What happened 

Shares of the online car-selling company Carvana (CVNA 3.42%) spiked this morning following a positive note from an analyst. JMP Securities analyst Nicholas Jones resumed coverage of the company and put a $35 price target on its stock. 

The automotive stock was up by as much as 5.3% today but had given up nearly all of those gains as of 12:12 p.m. ET. 

So what 

Jones said in an investor note that Carvana has enough cash and a strong value proposition and that despite recent negative press the company still has lots to offer automotive consumers -- including a large selection and positive buying experience -- according to The Fly. 

Cars in a parking lot.

Image source: Getty Images.

Jones' comments come after a report this week said that Carvana has delivered cars to customers that were undriveable due to vehicle registration issues.

Carvana's stock has plunged as investors consider that the company grew too quickly during the pandemic, couldn't keep up with online sales demand, and hired too many workers. Carvana announced last month that it would cut 2,500 jobs.  
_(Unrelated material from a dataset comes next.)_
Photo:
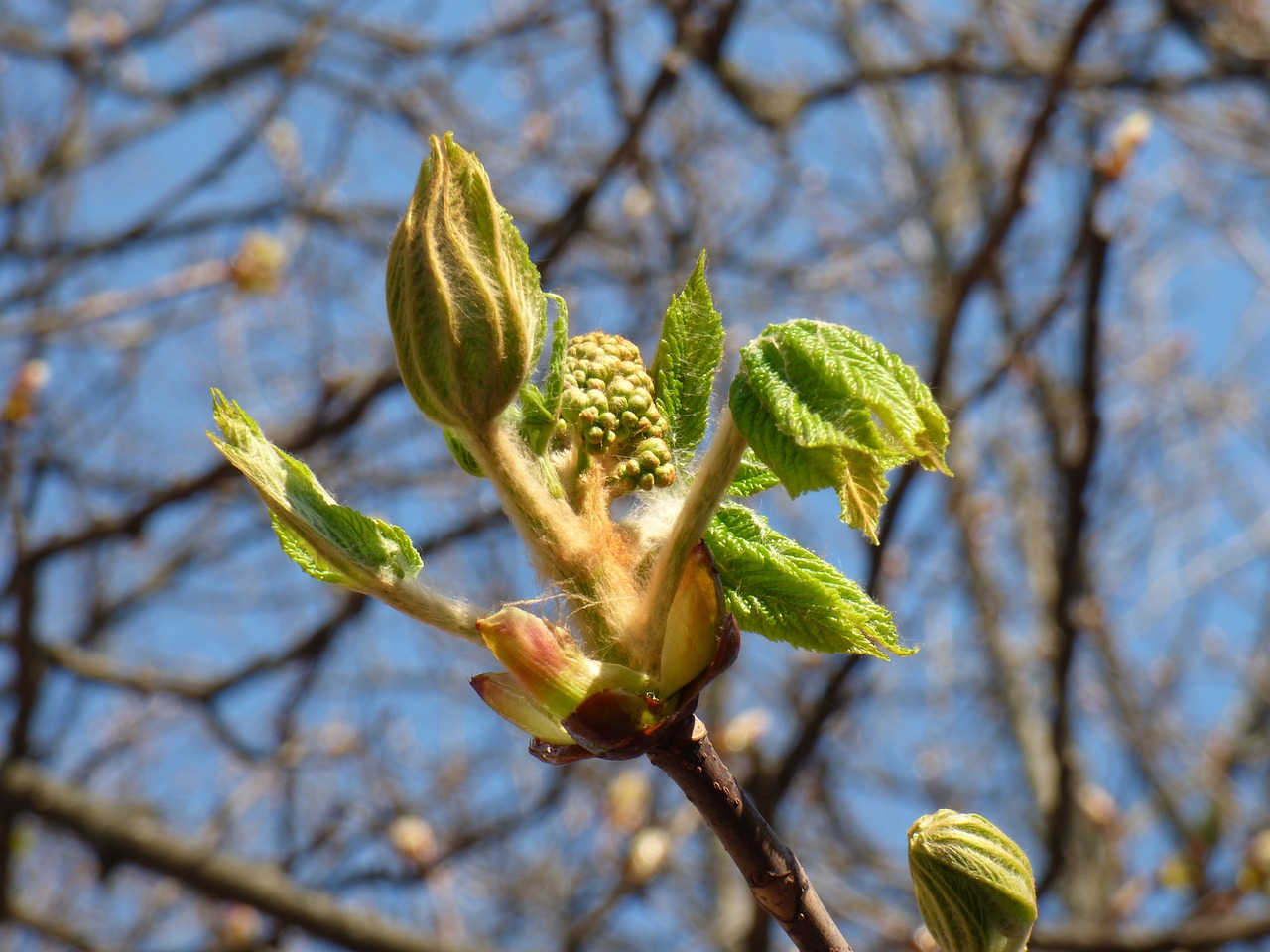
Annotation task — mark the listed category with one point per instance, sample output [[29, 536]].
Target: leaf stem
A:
[[772, 873], [416, 599], [708, 488], [549, 527]]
And while Jones' comments likely caused Carvana's stock to rise earlier this morning, investors also appear to be processing the latest inflation data that came out today.

The core personal consumption expenditures prices, which are followed closely by the Federal Reserve, rose 4.7% from a year ago, showing that inflation remains stubbornly high.

Now what 

Carvana shareholders should continue to be prepared for more potential share price drops, as sky-high inflation continues to weigh down investor sentiment and as fears of an economic slowdown grow.

Investors will get a clearer picture of how the company is doing when it reports its latest quarterly financial results, likely in early August.